What Your Conflict Style Says About You
When I tell you the topic of today’s article, some of you may shutter. So, brace yourself! Here it is—conflict.
Lots of people do not like conflict. It can be tough to deal with! Some others seem to find conflict wherever they go, gaining energy from it or possibly even enjoying it. Your temperament, personality, and life circumstances all form your belief about conflict, and everyone has different experiences with all of these. Thankfully, there are models and theories that help us think it through.
The Thomas-Kilmann Conflict Model
The Thomas-Kilmann Conflict Model gives us great insight into various strategies and categories that people fall into with conflict. Understanding these can give us more self-awareness of our conflict tendencies.

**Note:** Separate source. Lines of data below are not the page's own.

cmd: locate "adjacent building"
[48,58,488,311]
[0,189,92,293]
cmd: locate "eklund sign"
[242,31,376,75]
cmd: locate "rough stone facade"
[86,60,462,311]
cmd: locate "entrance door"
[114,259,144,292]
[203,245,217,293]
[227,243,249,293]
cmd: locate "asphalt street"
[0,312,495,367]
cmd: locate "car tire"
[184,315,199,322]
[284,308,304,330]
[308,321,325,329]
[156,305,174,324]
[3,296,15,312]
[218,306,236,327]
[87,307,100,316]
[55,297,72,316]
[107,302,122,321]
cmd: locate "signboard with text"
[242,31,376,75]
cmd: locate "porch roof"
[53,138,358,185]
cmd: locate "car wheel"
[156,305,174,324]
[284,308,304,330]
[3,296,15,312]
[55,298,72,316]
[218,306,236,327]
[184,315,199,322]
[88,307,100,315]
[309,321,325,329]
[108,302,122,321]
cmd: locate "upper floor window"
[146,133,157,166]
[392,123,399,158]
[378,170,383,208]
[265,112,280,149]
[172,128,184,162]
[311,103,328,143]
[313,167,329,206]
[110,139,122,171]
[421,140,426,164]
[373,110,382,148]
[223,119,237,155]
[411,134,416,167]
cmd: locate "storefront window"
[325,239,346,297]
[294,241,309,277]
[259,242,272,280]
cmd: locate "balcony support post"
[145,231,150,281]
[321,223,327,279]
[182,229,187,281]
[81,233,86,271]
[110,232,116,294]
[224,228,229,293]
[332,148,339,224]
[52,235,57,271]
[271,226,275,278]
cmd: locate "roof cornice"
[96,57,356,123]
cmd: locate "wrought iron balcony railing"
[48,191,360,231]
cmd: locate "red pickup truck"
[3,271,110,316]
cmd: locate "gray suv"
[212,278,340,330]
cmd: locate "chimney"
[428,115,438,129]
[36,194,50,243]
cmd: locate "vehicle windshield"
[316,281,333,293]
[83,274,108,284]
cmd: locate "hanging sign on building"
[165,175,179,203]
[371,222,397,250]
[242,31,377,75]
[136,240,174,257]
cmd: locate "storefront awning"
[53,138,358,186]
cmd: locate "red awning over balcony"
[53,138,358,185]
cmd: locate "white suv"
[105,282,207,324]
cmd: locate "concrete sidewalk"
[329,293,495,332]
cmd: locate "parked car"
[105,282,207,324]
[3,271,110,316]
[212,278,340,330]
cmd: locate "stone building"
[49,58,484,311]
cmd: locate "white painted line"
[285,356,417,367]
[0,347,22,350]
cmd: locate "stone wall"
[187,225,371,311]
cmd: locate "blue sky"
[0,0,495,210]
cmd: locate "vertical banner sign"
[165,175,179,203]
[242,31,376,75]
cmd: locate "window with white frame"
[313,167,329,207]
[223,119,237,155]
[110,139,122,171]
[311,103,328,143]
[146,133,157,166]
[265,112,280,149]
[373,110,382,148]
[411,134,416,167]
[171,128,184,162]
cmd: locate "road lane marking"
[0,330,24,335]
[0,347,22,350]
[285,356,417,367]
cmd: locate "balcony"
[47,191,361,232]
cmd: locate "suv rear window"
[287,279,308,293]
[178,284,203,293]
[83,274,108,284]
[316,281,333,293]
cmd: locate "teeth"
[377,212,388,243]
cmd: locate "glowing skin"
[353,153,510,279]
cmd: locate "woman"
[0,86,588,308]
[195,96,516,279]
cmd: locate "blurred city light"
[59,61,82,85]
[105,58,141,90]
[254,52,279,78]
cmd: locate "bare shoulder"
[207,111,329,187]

As you see, the above chart has five options that fall among the “cooperativeness” and “assertiveness” axes. Let's go over each option and how they can impact you:
1. Avoiding — Low assertiveness, low cooperativeness.
If you’re an avoider, you will most likely avoid talking about many topics that are important to you. Here, you are not speaking up about your needs and wants, so the other person cannot even have a chance to know what you need and want. Therefore, you both lose in this option.
2. Accommodating — Low assertiveness, high cooperativeness.
When you accommodate, you are being very cooperative but not very assertive. Here, the other person “wins,” and you are taking a risk. You are not speaking up and communicating your needs and wants. You may do something that you do not necessarily want to do, but you are doing it possibly to be kind or generous, or you feel there will be negative consequences if you don’t. If the relationship is reciprocal, you could still get what you want/need, but if it is not, they could take advantage of your kindness. This may leave you feeling resentful. Also, be aware there is a chance you are not aligning with your standards and values when you accommodate. Over time, a relationship like this will become very imbalanced.
3. Competing — High assertiveness, low cooperativeness
Competing is what it sounds like. You are asserting what you’d like and may see your needs and wants as superior to the other person’s. You may “win” here, but it likely leaves the other person feeling unheard, unappreciated, etc. You may eventually lose the relationship if you continuously compete, or the relationship will be only about you and not about the other person.
4. Compromise — Similar assertiveness and cooperativeness
For years, compromise has been deemed something that makes a relationship work well, but in this model, it still may not be the best option. That’s because you could both “win” and “lose” at the same time. Here’s an example: You are in the mood for Italian food, and the other person wants Mexican food. In a compromise, you may say, “It’s okay to get Mexican this time, but next time, we’ll get what I want.” You don’t get what you want this time, but next time, you do.
5. Collaboration — High assertiveness, high cooperativeness
In this option, there is maximum assertiveness and cooperation. Here, both people win! It is the best option for the preservation of the relationship, but as you can imagine, it can take work and time. Going back to the food example, collaboration would suggest you go to the food court and get your Italian while the other gets their Mexican cuisine. Or, you may scratch the idea of Italian and Mexican altogether and decide on something you both genuinely would like to eat, such as sushi or Thai food.
How Do You Experience Conflict With Others?
You may have relationships where you know how to collaborate well; other relationships you may avoid like the plague. So, where are you in this model with most of your relationships? Are you more aggressive as you vocalize your needs and wants—like a competitor? Do you usually withhold your needs and wants and accommodate to make others happy? Have you ever had a relationship where there is compromise or collaboration? Collaborative relationships are generally the most healthy.
Building Collaborative Relationships
There are some practical steps you can take to get to a more collaborative state in your relationships. First, both people need to be on board and respect the other’s needs and wants, so determine that. Then, remember that you are only in charge of yourself. That means you have options on what your next steps are. If you’ve been avoiding talking about your needs and wants, an option is to get the courage to speak up. If the other person is not respectful or regularly does not listen, you can determine if you continue on in that relationship. You may want to repeat your needs and wants several times. If you feel like you have been dominating the relationship, you may want to give space for the other person to say their needs and wants.